Just as he's happy driving back and forth to a Midwest road trip, in part to avoid flying (he's claustrophobic) and because it allows him to visit old friends along the way, check out potential prospects or even stop at racetracks, one of his favorite pastimes. Those who have been in the same car agree there's nothing quite like it.

"Everything is fair game in conversation," Hagan said. "It could be history, politics. There's not a road he hasn't been on. He was GPS before there was GPS. He knows the best places for wings, even if you're in the middle of nowhere. Certain things are non-negotiable: where you're going to eat, where he's going to be able to get a workout, what games can be tuned in on the radio. Before Sirius(XM), he'd be doing up and down the dial to find them."

Then there's this side:

"One Sunday I was going to do the Mass at the prison in Chester. Harry calls and asks if I'm still going. Very matter of factly. Wants to know if I can pick him up so he can go with me. I'm like, 'This is great.' We get down there and he goes, 'OK, drop me off, I'm going to Harrah's (casino) to bet the horses. Pick me up after lunch.' "

Michael Gaynor is Villanova's director of admissions. He's been at the university almost as long as Perretta. His son Nick, who has cerebral palsy, is a manager for Harry's team. He and his father have made those drives. On New Year's Eve, they got home around 1 in the morning from Cincinnati, where Villanova had lost in overtime to Xavier. But only after they'd dropped off associate athletic director for communications Dean Kenefick in his hometown of Washington, Pa., to celebrate the holiday with his family - and literally almost threw him out the door with his luggage so they wouldn't lose too much time.

"We've visited with (Tennessee legend) Pat Summitt at her home," Gaynor recalled. "One time in southern Virginia we picked up Jimmy Murray's 'Remember When' show on the (WPHT, 1210-AM) radio and called in, as he's a dear friend of ours. It was a blast. Nick rides shotgun. I sit in the back and catch up on email, pass Harry 'The Towel' as he eats and pass him his Swiss Farms diet iced-tea cooler. And off we go. We (rang) in 2016 while passing the Reading exit on the turnpike.

"Truth be told, it mostly involves him on the phone and strategic stops surrounding food. Last season we drove all the way from Chicago at 6 a.m. straight to Lancaster to watch recruits in a PIAA playoff doubleheader. As a former track guy, I like basketball, but not that much. But perhaps his biggest victory is the experiences he's provided for Nick. The rest pales in comparison."

But the rest is, well, up there. Only two other active women's coaches have 700 wins at one place. One, Connecticut legend Geno Auriemma, is the only other Big East coach with 300.

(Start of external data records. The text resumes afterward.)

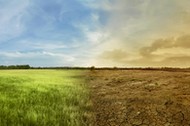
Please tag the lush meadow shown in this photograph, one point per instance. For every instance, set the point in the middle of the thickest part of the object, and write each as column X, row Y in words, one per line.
column 44, row 98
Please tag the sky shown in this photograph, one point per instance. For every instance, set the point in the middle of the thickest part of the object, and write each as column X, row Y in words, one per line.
column 103, row 33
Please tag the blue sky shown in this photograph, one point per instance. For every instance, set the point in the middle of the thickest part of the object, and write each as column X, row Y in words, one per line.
column 47, row 33
column 95, row 32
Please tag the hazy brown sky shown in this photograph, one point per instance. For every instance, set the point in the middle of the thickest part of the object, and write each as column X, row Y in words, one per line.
column 145, row 33
column 95, row 32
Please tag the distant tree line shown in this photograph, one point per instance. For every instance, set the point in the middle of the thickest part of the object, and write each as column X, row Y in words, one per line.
column 15, row 67
column 92, row 68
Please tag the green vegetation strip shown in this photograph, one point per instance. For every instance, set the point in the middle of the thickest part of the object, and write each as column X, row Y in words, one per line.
column 43, row 98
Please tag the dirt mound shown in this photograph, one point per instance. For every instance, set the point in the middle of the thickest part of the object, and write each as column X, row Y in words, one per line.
column 140, row 98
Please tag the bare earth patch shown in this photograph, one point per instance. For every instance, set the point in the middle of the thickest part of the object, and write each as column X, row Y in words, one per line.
column 140, row 97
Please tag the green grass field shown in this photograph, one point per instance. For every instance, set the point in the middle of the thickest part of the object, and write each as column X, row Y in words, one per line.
column 44, row 98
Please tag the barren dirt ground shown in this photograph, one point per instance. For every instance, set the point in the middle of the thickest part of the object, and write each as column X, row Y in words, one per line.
column 140, row 97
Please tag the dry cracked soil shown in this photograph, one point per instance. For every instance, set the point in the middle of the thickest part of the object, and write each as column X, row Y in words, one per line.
column 140, row 97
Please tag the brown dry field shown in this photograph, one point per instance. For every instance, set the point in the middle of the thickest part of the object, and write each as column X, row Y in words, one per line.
column 140, row 97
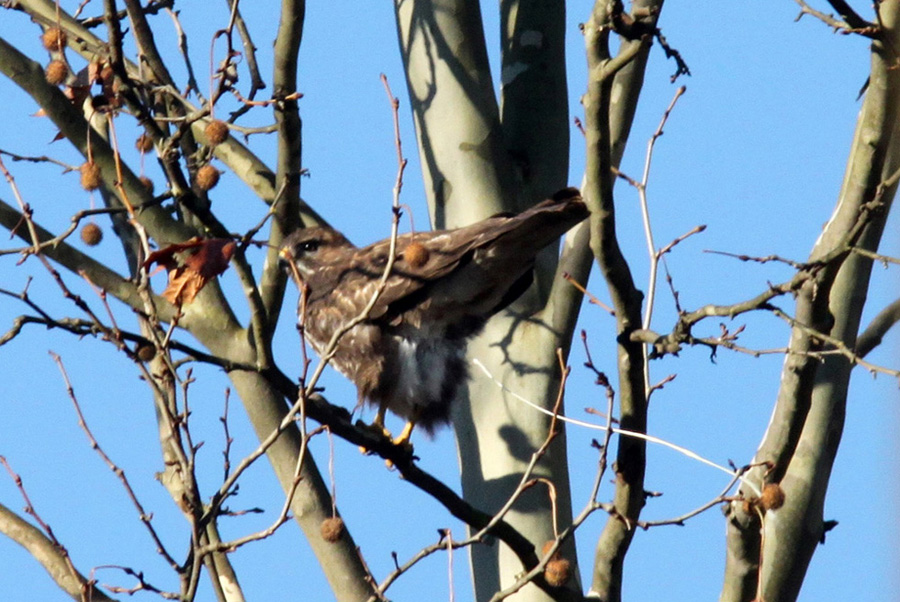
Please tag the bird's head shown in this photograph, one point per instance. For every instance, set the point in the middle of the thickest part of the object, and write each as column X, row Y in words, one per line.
column 306, row 250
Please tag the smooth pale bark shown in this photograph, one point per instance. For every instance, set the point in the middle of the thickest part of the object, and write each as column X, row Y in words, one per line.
column 807, row 423
column 470, row 173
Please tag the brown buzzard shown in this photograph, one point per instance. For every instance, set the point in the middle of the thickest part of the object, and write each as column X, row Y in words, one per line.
column 407, row 356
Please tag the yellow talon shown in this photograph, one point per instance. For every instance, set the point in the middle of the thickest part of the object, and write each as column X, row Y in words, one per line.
column 403, row 438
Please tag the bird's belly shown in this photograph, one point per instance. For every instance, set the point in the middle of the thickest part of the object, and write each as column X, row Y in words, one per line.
column 425, row 377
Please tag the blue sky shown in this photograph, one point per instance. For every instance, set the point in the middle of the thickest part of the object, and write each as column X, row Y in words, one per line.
column 755, row 150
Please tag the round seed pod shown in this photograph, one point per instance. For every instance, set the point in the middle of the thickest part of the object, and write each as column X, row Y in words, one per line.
column 54, row 39
column 772, row 497
column 332, row 528
column 415, row 254
column 216, row 132
column 91, row 234
column 207, row 177
column 147, row 182
column 91, row 176
column 558, row 571
column 56, row 72
column 146, row 353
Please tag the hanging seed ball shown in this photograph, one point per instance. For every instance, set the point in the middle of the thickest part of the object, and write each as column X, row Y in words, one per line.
column 416, row 255
column 146, row 353
column 54, row 39
column 557, row 572
column 91, row 177
column 144, row 143
column 772, row 497
column 56, row 72
column 207, row 177
column 148, row 183
column 91, row 234
column 332, row 528
column 216, row 132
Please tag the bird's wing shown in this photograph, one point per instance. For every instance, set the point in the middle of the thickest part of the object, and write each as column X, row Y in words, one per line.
column 504, row 245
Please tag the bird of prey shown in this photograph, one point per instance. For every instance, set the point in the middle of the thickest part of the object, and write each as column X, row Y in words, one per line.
column 407, row 353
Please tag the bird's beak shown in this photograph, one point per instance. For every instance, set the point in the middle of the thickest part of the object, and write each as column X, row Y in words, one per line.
column 287, row 259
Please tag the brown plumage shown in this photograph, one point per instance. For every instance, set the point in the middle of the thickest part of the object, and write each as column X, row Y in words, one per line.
column 408, row 354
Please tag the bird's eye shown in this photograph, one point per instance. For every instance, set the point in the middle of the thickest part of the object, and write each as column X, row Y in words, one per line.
column 308, row 246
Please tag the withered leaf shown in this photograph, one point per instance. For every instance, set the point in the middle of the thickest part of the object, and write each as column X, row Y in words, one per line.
column 187, row 278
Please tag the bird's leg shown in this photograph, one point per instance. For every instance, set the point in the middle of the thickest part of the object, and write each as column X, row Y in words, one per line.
column 378, row 423
column 377, row 427
column 403, row 437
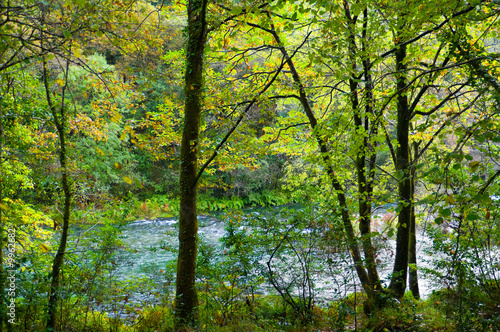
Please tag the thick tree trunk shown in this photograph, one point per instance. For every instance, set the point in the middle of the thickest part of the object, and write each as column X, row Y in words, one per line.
column 399, row 275
column 186, row 300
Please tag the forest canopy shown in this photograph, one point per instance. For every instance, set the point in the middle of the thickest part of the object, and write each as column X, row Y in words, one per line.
column 328, row 139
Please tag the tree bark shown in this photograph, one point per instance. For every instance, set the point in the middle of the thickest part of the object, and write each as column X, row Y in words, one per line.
column 399, row 274
column 412, row 255
column 186, row 300
column 3, row 303
column 325, row 153
column 60, row 123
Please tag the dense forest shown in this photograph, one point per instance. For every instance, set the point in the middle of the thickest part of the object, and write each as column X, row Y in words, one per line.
column 348, row 151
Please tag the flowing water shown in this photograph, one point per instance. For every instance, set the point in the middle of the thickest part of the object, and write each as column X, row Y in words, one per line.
column 149, row 238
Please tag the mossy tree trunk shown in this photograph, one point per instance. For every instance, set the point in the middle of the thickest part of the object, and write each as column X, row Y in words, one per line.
column 400, row 271
column 59, row 117
column 186, row 300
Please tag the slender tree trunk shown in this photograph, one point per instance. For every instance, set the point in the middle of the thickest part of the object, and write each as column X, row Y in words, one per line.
column 3, row 277
column 60, row 123
column 361, row 123
column 325, row 153
column 399, row 275
column 186, row 300
column 412, row 258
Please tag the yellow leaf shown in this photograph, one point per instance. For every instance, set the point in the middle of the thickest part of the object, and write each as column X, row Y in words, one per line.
column 44, row 248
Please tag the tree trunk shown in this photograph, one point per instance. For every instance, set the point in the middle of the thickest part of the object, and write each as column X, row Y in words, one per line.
column 325, row 153
column 186, row 300
column 412, row 258
column 60, row 123
column 3, row 302
column 399, row 275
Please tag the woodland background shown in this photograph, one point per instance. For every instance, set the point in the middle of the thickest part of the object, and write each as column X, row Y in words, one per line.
column 114, row 111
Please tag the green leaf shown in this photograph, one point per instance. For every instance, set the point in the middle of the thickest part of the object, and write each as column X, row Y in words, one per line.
column 473, row 165
column 449, row 199
column 445, row 212
column 44, row 248
column 472, row 216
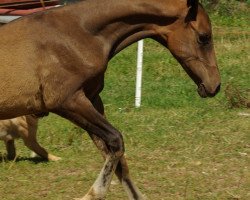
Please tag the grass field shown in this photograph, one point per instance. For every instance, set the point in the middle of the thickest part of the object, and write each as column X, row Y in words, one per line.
column 178, row 145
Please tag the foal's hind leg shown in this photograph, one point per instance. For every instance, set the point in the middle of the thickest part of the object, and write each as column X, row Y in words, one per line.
column 122, row 171
column 80, row 110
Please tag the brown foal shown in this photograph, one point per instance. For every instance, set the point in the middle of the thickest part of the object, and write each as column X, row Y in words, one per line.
column 54, row 61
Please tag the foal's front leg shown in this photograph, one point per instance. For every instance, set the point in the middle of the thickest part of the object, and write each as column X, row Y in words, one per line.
column 80, row 110
column 122, row 170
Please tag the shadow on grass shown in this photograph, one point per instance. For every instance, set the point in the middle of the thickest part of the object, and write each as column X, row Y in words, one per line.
column 35, row 160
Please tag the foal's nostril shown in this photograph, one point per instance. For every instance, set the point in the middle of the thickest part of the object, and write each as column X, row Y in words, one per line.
column 217, row 89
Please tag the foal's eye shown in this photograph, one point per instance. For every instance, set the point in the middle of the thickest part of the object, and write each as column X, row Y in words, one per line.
column 204, row 39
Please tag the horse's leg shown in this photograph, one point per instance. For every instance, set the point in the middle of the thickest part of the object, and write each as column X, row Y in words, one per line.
column 28, row 134
column 122, row 171
column 80, row 110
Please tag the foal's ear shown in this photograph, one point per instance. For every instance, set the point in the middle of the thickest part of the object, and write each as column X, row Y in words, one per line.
column 193, row 10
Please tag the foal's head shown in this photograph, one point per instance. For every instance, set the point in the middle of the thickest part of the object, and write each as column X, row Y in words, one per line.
column 190, row 41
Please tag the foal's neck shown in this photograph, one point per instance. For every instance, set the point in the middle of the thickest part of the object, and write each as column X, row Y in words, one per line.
column 121, row 23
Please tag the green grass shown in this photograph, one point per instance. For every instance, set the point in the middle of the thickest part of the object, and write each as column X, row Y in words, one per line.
column 178, row 145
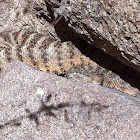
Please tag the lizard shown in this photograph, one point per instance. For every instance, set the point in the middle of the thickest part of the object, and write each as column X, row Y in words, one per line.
column 48, row 54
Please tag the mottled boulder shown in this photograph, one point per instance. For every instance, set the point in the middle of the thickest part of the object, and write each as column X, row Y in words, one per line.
column 38, row 105
column 112, row 26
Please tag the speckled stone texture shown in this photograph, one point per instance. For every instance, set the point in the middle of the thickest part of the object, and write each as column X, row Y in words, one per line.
column 35, row 105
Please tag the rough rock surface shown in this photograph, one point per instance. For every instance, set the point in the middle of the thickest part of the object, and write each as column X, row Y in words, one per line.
column 38, row 105
column 107, row 25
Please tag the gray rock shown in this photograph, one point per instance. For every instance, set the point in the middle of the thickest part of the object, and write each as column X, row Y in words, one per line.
column 37, row 105
column 106, row 25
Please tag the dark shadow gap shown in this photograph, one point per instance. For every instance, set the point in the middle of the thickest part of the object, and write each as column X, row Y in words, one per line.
column 65, row 33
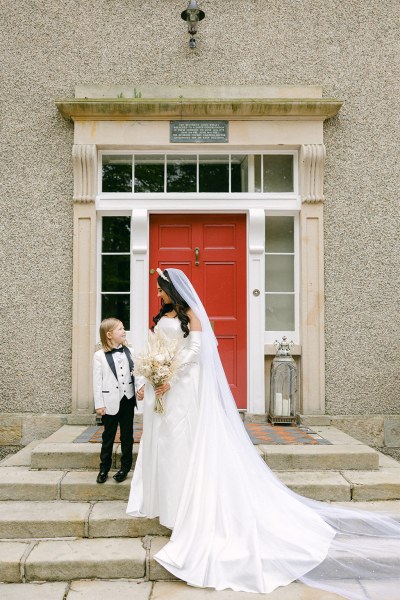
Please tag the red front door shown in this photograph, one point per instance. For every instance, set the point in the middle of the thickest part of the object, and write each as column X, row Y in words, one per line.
column 211, row 250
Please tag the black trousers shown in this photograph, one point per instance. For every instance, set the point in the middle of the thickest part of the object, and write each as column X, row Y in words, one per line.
column 123, row 418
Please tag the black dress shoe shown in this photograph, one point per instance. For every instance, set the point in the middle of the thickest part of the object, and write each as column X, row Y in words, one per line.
column 102, row 477
column 120, row 476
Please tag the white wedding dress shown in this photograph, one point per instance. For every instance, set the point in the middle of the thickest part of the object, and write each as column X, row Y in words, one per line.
column 235, row 525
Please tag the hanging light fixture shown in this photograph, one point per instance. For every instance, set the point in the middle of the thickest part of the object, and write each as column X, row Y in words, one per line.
column 192, row 15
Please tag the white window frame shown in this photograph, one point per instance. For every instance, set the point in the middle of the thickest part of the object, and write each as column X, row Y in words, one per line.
column 271, row 336
column 99, row 226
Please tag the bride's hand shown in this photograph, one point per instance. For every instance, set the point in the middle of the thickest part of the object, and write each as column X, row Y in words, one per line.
column 162, row 389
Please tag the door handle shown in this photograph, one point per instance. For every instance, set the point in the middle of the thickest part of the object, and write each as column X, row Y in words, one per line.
column 196, row 256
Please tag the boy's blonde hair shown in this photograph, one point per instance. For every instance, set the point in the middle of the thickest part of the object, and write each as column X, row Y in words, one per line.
column 105, row 326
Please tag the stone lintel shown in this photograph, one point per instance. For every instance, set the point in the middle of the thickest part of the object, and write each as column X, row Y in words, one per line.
column 125, row 109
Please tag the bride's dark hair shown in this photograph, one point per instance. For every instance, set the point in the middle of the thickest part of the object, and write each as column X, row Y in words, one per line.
column 178, row 304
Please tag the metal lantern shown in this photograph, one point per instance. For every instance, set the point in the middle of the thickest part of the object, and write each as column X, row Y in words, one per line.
column 283, row 385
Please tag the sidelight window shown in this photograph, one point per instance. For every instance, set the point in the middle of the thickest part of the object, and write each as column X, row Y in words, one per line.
column 280, row 274
column 115, row 268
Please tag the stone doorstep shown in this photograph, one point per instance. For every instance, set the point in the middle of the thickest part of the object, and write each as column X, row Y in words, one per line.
column 21, row 458
column 19, row 520
column 146, row 590
column 20, row 483
column 317, row 458
column 24, row 520
column 59, row 519
column 69, row 456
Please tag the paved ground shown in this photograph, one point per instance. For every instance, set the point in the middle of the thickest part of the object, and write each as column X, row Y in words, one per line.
column 131, row 590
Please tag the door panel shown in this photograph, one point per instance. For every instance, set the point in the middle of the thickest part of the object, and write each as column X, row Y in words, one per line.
column 219, row 279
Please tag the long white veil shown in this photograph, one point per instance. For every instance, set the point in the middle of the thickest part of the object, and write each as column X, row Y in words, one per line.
column 239, row 527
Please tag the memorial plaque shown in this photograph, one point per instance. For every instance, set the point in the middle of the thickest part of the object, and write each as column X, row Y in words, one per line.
column 199, row 132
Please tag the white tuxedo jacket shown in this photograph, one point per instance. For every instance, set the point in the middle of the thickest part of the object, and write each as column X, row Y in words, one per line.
column 105, row 382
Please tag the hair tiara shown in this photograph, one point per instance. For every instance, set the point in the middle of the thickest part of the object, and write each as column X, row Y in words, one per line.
column 161, row 274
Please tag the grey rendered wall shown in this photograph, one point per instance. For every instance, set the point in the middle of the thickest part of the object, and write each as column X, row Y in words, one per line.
column 49, row 46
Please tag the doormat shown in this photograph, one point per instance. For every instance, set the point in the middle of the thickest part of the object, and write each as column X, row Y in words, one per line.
column 259, row 433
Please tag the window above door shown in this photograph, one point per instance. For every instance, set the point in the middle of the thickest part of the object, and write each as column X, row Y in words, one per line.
column 269, row 173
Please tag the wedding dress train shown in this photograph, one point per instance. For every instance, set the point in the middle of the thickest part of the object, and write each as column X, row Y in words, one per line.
column 235, row 525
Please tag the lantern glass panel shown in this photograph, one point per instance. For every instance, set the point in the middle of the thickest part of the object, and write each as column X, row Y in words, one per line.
column 149, row 173
column 181, row 174
column 278, row 173
column 279, row 273
column 279, row 234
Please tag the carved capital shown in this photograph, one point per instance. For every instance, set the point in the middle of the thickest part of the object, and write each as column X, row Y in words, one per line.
column 312, row 161
column 84, row 158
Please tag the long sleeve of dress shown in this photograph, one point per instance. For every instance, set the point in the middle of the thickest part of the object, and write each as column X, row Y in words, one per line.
column 189, row 354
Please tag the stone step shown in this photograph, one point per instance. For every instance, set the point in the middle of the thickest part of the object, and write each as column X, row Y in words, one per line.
column 64, row 560
column 61, row 519
column 26, row 520
column 69, row 456
column 21, row 483
column 147, row 590
column 107, row 558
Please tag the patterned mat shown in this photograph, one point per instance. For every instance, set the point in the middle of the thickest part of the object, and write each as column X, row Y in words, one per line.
column 259, row 433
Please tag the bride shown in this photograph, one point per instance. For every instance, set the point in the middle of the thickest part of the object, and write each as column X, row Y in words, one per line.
column 235, row 525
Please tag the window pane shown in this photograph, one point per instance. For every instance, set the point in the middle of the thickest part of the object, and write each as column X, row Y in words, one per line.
column 213, row 173
column 115, row 273
column 279, row 312
column 117, row 173
column 279, row 273
column 116, row 234
column 239, row 173
column 257, row 173
column 181, row 174
column 117, row 306
column 279, row 234
column 278, row 173
column 149, row 173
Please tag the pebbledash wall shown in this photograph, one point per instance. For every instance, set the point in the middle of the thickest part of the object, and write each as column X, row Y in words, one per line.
column 49, row 48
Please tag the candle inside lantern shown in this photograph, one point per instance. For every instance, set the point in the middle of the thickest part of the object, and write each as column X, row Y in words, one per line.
column 278, row 404
column 286, row 407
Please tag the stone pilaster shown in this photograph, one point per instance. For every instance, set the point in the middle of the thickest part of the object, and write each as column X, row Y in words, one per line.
column 312, row 158
column 84, row 277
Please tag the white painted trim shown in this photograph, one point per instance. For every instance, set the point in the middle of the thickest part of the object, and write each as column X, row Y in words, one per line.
column 212, row 204
column 255, row 320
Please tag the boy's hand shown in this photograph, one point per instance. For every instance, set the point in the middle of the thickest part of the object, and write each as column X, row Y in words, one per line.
column 162, row 389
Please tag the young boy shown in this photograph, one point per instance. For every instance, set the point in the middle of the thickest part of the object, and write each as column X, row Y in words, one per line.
column 114, row 396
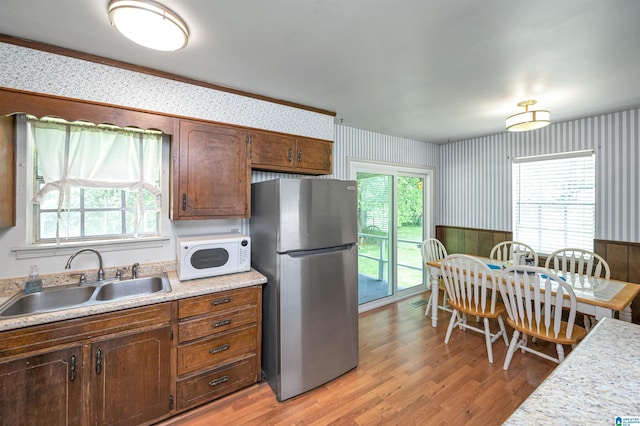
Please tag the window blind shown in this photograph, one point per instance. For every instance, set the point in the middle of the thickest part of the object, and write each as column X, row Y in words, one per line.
column 554, row 201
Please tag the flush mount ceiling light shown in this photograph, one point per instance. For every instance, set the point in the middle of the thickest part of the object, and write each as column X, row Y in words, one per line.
column 528, row 120
column 149, row 24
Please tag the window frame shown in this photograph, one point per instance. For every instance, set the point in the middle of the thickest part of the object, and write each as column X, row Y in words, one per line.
column 516, row 205
column 34, row 210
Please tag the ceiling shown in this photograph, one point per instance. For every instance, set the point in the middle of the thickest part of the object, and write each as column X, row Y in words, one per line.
column 427, row 70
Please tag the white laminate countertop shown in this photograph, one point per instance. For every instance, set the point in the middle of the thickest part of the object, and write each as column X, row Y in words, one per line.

"People don't understand," Perretta said, when asked about all the driving. "The world's passing you by way too fast. I get to do stuff I could never do by flying. If you're considered different, I don't know what that is. Think of all the fun I've had. People don't believe me. They think I'm making it up.

"I drive to Florida like people drive to the shore. I'll stop in a town where nobody knows who I am, park downtown and go on a 50-minute run. (Former La Salle coach) Johnny Miller and I went recruiting once, and everyone else was hungry. I didn't want to eat, so they stopped at a diner and I just went running down the road. When they were done, they picked me up on the way. Things like that. We don't tell anybody, but it did happen."

As you'd suspect, he already has his retirement mapped out.

"To me, being by myself watching TV is like the most exciting part of my day," said Perretta, who is married and has two teenage sons who play basketball at Bonner. "And I like being around people. But I like being able to get away from it.

"I'll get up around 9 o'clock, work out till 10:30, take a shower, eat lunch around 11, take a little nap till about 12:30, start handicapping, bet horses all afternoon, go for a walk between 5:30 and 6:30, get back to watch the world news at 6:30, then at 7 start watching television shows. Monday and Tuesday do chores around the house. There's not a lot of good racing those days. That's all I need.

"Jim Murray once said he never met a guy (like me) that wanted to go backwards in life."

Yo, it's his story. Odds are he's sticking to it.